Problem 25
Height and reading. A researcher studies children in elementary school and finds a strong positive linear association between height and reading scores. a) Does this mean that taller children are generally better readers? b) What might explain the strong correlation?
Problem 26
Cellular telephones and life expectancy. A survey of the world's nations in 2004 shows a strong positive correlation between percentage of the country using cell phones and life expectancy in years at birth. a) Does this mean that cell phones are good for your health? b) What might explain the strong correlation?
Problem 27
Correlation conclusions I. The correlation between Age and Income as measured on 100 people is \(r=0.75 .\) Explain whether or not each of these possible conclusions is justified: a) When Age increases, Income increases as well. b) The form of the relationship between Age and Income is straight. c) There are no outliers in the scatterplot of Income vs. Age. d) Whether we measure Age in years or months, the correlation will still be \(0.75\).
Problem 28
Correlation conclusions II. The correlation between Fuel Efficiency (as measured by miles per gallon) and Price of 150 cars at a large dealership is \(r=-0.34\). Explain whether or not each of these possible conclusions is justified: a) The more you pay, the lower the fuel efficiency of your car will be. b) The form of the relationship between Fuel Efficiency and Price is moderately straight. c) There are several outliers that explain the low correlation. d) If we measure Fuel Efficiency in kilometers per liter instead of miles per gallon, the correlation will increase.
Problem 29
Baldness and heart disease. Medical researchers followed 1435 middle-aged men for a period of 5 years, measuring the amount of Baldness present (none \(=1\), little \(=2\), some \(=3\), much \(=4\), extreme \(=5\) ) and presence of Heart Disense \((\mathrm{No}=0\), Yes \(=1)\). They found a correlation of \(0.089\) between the two variables, Comment on their conclusion that this shows that baldness is not a possible cause of heart disease.
Problem 30
Sample survey. A polling organization is checking its database to see if the two data sources it used sampled the same zip codes. The variable Datasource \(=1\) if the data source is MetroMedia, 2 if the data source is DataQwest, and 3 if it's RollingPoll. The organization finds that the correlation between five-digit zip code and Datasource is \(-0.0229\). It concludes that the correlation is low enough to state that there is no dependency between Zip Code and Source of Data. Comment.
Problem 31
Income and housing. The Office of Federal Housing Enterprise Oversight (www.ofheo.gov) collects data on various aspects of housing costs around the United States. Here is a scatterplot of the Housing Cost Index versus the Median Family Income for each of the 50 states. The correlation is \(0.65\). a) Describe the relationship between the Housing Cost Index and the Median Family Income by state. b) If we standardized both variables, what would the correlation coefficient between the standardized variables be? c) If we had measured Median Family Income in thousands of dollars instead of dollars, how would the correlation change? d) Washington, DC, has a Housing Cost Index of 548 and a median income of about \(\$ 45,000\). If we were to include DC in the data set, how would that affect the correlation coefficient? e) Do these data provide proof that by raising the median income in a state, the Housing Cost Index will rise as a result? Explain.
Problem 32
Interest rates and mortgages. Since 1980 , average mortgage interest rates have fluctuated from a low of under \(6 \%\) to a high of over \(14 \%\). Is there a relationship between the amount of money people borrow and the interest rate that's offered? Here is a scatterplot of Total Mortgages in the United States (in millions of 2005 dollars) versus Interest Rate at various times over the past 26 years. The correlation is \(-0.84\). a) Describe the relationship between Total Mortgages and Interest Rate. b) If we standardized both variables, what would the correlation coefficient between the standardized variables be? c) If we were to measure Total Mortgages in thousands of dollars instead of millions of dollars, how would the correlation coefficient change? d) Suppose in another year, interest rates were \(11 \%\) and mortgages totaled \(\$ 250\) million.
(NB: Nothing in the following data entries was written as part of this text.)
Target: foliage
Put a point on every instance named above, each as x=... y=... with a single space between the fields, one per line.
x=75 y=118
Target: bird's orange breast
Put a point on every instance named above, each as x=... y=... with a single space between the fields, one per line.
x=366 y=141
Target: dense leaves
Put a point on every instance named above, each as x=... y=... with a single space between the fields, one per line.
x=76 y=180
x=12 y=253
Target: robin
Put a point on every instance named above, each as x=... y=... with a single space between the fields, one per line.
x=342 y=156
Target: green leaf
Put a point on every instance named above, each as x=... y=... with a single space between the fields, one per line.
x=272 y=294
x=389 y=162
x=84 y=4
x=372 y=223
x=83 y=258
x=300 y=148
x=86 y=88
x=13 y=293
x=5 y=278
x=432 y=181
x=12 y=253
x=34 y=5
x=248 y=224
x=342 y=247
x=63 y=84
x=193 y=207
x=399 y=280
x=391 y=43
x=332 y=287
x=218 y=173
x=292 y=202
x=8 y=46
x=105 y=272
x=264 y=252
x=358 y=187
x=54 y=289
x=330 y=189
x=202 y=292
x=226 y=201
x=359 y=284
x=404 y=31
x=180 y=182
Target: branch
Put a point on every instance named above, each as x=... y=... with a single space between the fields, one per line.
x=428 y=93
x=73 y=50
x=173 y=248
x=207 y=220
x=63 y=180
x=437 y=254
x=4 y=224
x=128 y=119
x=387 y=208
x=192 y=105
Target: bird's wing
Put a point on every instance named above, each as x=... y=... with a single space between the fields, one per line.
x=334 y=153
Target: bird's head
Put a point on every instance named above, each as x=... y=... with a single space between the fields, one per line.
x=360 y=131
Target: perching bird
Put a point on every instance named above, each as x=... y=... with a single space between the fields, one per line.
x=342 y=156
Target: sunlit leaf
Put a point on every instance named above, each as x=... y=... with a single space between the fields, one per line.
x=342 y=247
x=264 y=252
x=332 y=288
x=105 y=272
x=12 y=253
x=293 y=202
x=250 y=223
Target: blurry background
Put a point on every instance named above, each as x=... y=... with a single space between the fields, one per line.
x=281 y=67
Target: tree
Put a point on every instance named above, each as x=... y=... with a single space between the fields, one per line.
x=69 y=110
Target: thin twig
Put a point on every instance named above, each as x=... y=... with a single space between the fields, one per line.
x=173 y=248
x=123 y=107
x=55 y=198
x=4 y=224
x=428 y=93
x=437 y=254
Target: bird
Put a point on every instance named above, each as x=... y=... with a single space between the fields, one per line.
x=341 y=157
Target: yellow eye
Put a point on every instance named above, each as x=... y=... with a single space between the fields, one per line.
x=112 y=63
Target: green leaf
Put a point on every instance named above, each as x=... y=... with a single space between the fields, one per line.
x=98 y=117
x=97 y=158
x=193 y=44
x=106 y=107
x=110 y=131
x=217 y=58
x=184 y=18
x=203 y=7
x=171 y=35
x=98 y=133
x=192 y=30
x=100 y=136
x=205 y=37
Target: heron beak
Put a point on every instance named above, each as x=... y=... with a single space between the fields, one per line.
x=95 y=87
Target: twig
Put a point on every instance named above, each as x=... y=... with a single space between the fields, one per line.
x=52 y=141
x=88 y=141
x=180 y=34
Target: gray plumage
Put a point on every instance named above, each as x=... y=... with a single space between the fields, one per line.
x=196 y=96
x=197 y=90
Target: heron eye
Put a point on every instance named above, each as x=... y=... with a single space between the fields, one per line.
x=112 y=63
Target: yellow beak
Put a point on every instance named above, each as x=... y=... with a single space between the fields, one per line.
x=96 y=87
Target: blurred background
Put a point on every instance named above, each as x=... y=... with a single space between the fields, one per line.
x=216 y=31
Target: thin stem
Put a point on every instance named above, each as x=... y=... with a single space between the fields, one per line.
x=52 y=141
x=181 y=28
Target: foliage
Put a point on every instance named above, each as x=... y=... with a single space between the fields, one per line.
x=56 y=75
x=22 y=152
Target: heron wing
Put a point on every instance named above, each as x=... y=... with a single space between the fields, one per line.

How would including that year with these data affect the correlation coefficient? e) Do these data provide proof that if mortgage rates are lowered, people will take out more mortgages? Explain.
Problem 37
Attendance 2006. American League baseball games are played under the designated hitter rule, meaning that pitchers, often weak hitters, do not come to bat. Baseball owners believe that the designated hitter rule means more runs scored, which in turn means higher attendance. Is there evidence that more fans attend games if the teams score more runs? Data collected from American League games during the 2006 season indicate a correlation of \(0.667\) between runs scored and the number of people at the game. (http: //mlb.mlb.com) a) Does the scatterplot indicate that it's appropriate to calculate a correlation? Explain. b) Describe the association between attendance and runs scored. c) Does this association prove that the owners are right that more fans will come to games if the teams score more runs?